— Коллежский советник. По собственной надобности, — повторил гость, разглядывая Павла Ивановича. Тут Чичикову показалось, что тот повторил не только его слова, но и сам голос, и даже некоторое недоумение, отложившееся в речи Чичикова, он тоже не обошел вниманием. — Наслышан, наслышан. Давно хотел познакомиться лично. Составить собственное мнение. А то все доклады да отчеты. Бумаги, — гость насмешливо прищурил глаз. — Ну, скажи мне, Павел Иванович, можно ли верить бумагам? А?
Чичиков помялся, пожал плечами, откашлялся. В горле у него вдруг сделалось горячо и сухо. Слова толпились в нем бесформенною массою, цеплялись друг за друга и застревали, не умея найти выход.
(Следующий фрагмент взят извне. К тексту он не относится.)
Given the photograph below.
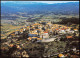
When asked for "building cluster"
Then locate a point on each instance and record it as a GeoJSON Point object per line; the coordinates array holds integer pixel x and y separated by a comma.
{"type": "Point", "coordinates": [38, 32]}
{"type": "Point", "coordinates": [44, 29]}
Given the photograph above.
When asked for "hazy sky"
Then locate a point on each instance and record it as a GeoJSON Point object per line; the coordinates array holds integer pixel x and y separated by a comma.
{"type": "Point", "coordinates": [49, 2]}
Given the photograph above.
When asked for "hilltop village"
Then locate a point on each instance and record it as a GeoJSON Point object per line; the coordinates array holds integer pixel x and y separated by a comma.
{"type": "Point", "coordinates": [41, 32]}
— С кем. Прошу меня извинить. С кем. Нас не имели чести. Прошу прощения, не представлен.
— Да полно. Стоит ли чиниться? — откинулся на лавке гость. — Зови меня просто князь Такойто.
— Слушаюсь, ваше сиятельство, — поклонился Чичиков. — Чувствительно рад знакомству, ваше сиятельство. Большая честь.
— Так ты не ответил мне, Чичиков, — напомнил князь. — Скажи, можно ли бумаге верить? Вот ты, веришь ли казенной бумаге?
— Да как же-с, ваше сиятельство? Всенепременно. На казенной бумаге весь порядок в государстве держится, все умонастроение. Сие есть альфа и омега.
— И альфа, и омега? — рассмеялся ночной гость. — Ну-ка, разъясни мне, друг любезный, про альфу и омегу.
Чичиков вовсе не рад был пристальному вниманию, которым дарил его князь, да и предмет разговора представлялся ему опасным, однако же какая-то сила не давала ему замолчать, не позволяла свернуть на темы легкие и пустые.
— Я так представляю, что губернатор.
— Не-ет, Чичиков, — замахал рукой князь, — ты за нос-то меня не води. Сказал же «альфа и омега», стало быть, не губернатор. Давай с начала все. Давай-давай.
— Извольте, ваше сиятельство. Пусть и не губернатор, пусть хоть министр, да хоть сам Государь.
— Что же Государь?
— Государь наш, утром.
— После кофию?
— После кофию.
— Однако же, перед смотром дворцового караула, — поднял палец князь.
Чичиков озадаченно посмотрел на торчащий его палец и потер в задумчивости подбородок.
— Ну, хорошо, хорошо, не думай об этом, — тут же ободрил его князь. — Перед смотром или после. У Государя так заведено: кофий, доклад советника, потом смотр караула. Значит, после кофию.
— Велит исполнить то-то и то-то.
— Для примера скажем: выступить в поход.
— Выступить в поход, — согласился Чичиков. — Против Турка.
— Верно, против Турка, — поддержал князь. — Хозяин, чертова твоя рожа! — Не переводя духа и не отрывая взгляда от Чичикова, вдруг крикнул он. — Долго ли ждать мне еще поросенка?! Немедля неси, мерзавец! — И вновь ровным голосом напомнил Чичикову: — Так, против Турка.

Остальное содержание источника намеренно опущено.